Österreich: Die Regeln sind besonders sensibel

Das österreichische Außenministerium weist darauf hin, dass der freiwillige Eintritt in den Militärdienst eines fremden Staates zum Verlust der österreichischen Staatsbürgerschaft führen kann – selbst dann, wenn die betroffene Person dadurch staatenlos würde. Gleichzeitig wird auch erklärt, dass ein verpflichtender Wehrdienst in jenem Staat, dessen Staatsangehörigkeit man ebenfalls besitzt, für sich genommen nicht zum Verlust führt. Ein freiwilliges Weiterdienen kann jedoch problematisch werden.

Gerade für Kroaten in Österreich ist das besonders relevant. Unter ihnen gibt es viele Menschen mit doppelter Staatsbürgerschaft oder komplexem familiären und rechtlichen Status. Für sie sollte die Entscheidung über einen Wehrdienst nicht aus dem Bauch heraus getroffen werden, sondern erst nach einer genauen Prüfung der eigenen Rechtslage.

WAS MAN WISSEN MUSS

• Die kroatische Staatsbürgerschaft endet nicht automatisch wegen des Wehrdienstes

• Das Risiko entsteht für manche Kroaten durch das Recht des zweiten Staates

• In Deutschland kann der freiwillige Eintritt in fremde Streitkräfte ohne nötige Genehmigung problematisch sein

• In Österreich kann der freiwillige Eintritt in das Militär eines fremden Staates zum Verlust der Staatsbürgerschaft führen

• Pflichtdienst und freiwilliger Dienst sind rechtlich nicht dasselbe

Diaspora zwischen Identität und Rechtsrealität

Solche Themen werden in der Öffentlichkeit oft auf zugespitzte Schlagzeilen reduziert. Die Wirklichkeit ist jedoch deutlich sensibler. Für manche junge Kroaten in der Diaspora kann ein Wehrdienst in Kroatien eine Frage der Identität, der Verbundenheit mit dem Herkunftsland oder der persönlichen Überzeugung sein.
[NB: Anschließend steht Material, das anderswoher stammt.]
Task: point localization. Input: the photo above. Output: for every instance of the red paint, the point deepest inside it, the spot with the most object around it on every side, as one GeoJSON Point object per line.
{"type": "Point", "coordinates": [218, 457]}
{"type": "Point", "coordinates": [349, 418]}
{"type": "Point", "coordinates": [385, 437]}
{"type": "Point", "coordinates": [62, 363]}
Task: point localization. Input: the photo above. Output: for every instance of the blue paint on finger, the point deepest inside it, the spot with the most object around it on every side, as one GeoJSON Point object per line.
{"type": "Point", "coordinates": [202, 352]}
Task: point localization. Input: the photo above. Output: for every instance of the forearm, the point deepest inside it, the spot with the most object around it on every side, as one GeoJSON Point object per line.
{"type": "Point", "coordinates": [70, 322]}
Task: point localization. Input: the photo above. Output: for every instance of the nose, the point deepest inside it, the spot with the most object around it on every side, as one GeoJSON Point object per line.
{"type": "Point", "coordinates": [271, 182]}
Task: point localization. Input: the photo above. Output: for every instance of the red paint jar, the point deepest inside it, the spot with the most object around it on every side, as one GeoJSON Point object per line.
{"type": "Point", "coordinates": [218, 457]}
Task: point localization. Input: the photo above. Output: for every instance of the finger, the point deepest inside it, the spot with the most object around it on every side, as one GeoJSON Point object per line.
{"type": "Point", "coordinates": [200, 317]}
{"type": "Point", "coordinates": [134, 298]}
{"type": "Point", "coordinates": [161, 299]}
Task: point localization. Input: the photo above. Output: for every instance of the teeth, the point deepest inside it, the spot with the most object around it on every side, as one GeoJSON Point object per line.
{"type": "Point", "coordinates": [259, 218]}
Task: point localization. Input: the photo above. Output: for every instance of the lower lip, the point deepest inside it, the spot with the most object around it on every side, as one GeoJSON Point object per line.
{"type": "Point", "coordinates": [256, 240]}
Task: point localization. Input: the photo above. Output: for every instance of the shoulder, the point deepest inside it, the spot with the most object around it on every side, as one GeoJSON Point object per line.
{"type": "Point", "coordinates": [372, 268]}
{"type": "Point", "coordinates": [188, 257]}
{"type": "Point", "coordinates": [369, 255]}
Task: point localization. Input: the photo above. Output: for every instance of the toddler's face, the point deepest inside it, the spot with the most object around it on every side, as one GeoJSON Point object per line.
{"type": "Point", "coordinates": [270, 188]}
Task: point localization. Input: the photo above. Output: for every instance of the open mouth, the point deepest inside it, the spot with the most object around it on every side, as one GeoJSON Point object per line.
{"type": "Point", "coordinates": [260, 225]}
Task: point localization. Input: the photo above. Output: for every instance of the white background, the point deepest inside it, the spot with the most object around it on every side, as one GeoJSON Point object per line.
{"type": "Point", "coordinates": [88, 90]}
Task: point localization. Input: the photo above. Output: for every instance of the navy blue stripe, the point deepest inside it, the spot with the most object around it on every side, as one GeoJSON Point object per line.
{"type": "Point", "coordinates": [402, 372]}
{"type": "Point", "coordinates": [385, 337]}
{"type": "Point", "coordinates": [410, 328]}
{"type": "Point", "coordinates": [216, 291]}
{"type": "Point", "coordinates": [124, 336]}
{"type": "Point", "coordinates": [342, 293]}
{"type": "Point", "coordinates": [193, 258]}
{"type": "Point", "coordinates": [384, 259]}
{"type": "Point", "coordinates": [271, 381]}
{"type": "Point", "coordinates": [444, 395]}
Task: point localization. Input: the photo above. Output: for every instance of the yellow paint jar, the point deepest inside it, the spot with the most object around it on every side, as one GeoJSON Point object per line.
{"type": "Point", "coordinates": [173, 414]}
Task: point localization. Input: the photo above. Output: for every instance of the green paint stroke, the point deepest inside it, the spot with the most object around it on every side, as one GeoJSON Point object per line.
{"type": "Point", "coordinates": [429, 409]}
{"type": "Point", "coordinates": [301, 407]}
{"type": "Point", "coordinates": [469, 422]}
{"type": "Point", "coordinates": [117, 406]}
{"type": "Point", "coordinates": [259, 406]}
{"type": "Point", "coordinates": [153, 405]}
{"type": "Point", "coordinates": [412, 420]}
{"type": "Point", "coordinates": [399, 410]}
Die rechtlichen Folgen einer solchen Entscheidung werden aber nicht durch Gefühle bestimmt, sondern durch die Gesetze zweier Staaten.

Genau deshalb warnen Fachleute und konsularische Stellen seit Jahren davor, dass Menschen mit doppelter Staatsbürgerschaft solche Entscheidungen nicht ohne vorherige Abklärung mit den zuständigen Behörden des anderen Staates treffen sollten. Eine falsche Annahme kann später ein Problem auslösen, das sich nur schwer korrigieren lässt.

KONTEXT: Kroatien hält offiziell fest, dass die kroatische Staatsbürgerschaft durch Entlassung, Verzicht oder internationale Verträge endet. Deutschland und Österreich weisen in ihren amtlichen Informationen hingegen darauf hin, dass der freiwillige Eintritt in die Streitkräfte eines fremden Staates Folgen für die eigene Staatsbürgerschaft haben kann. Genau deshalb wird der Wehrdienst für einen Teil der Diaspora von einer politischen Debatte zu einer sehr persönlichen Rechtsfrage.

Die Schlussfolgerung ist einfach, aber wichtig: Nicht alle Kroaten befinden sich in derselben Lage. Wer im Ausland lebt und nur die kroatische Staatsbürgerschaft besitzt, steht rechtlich anders da als jemand, der neben dem kroatischen Pass noch einen zweiten besitzt. Und genau in diesem Unterschied liegt der Grund, warum manche vor einer Entscheidung über den Wehrdienst tatsächlich zweimal nachdenken sollten.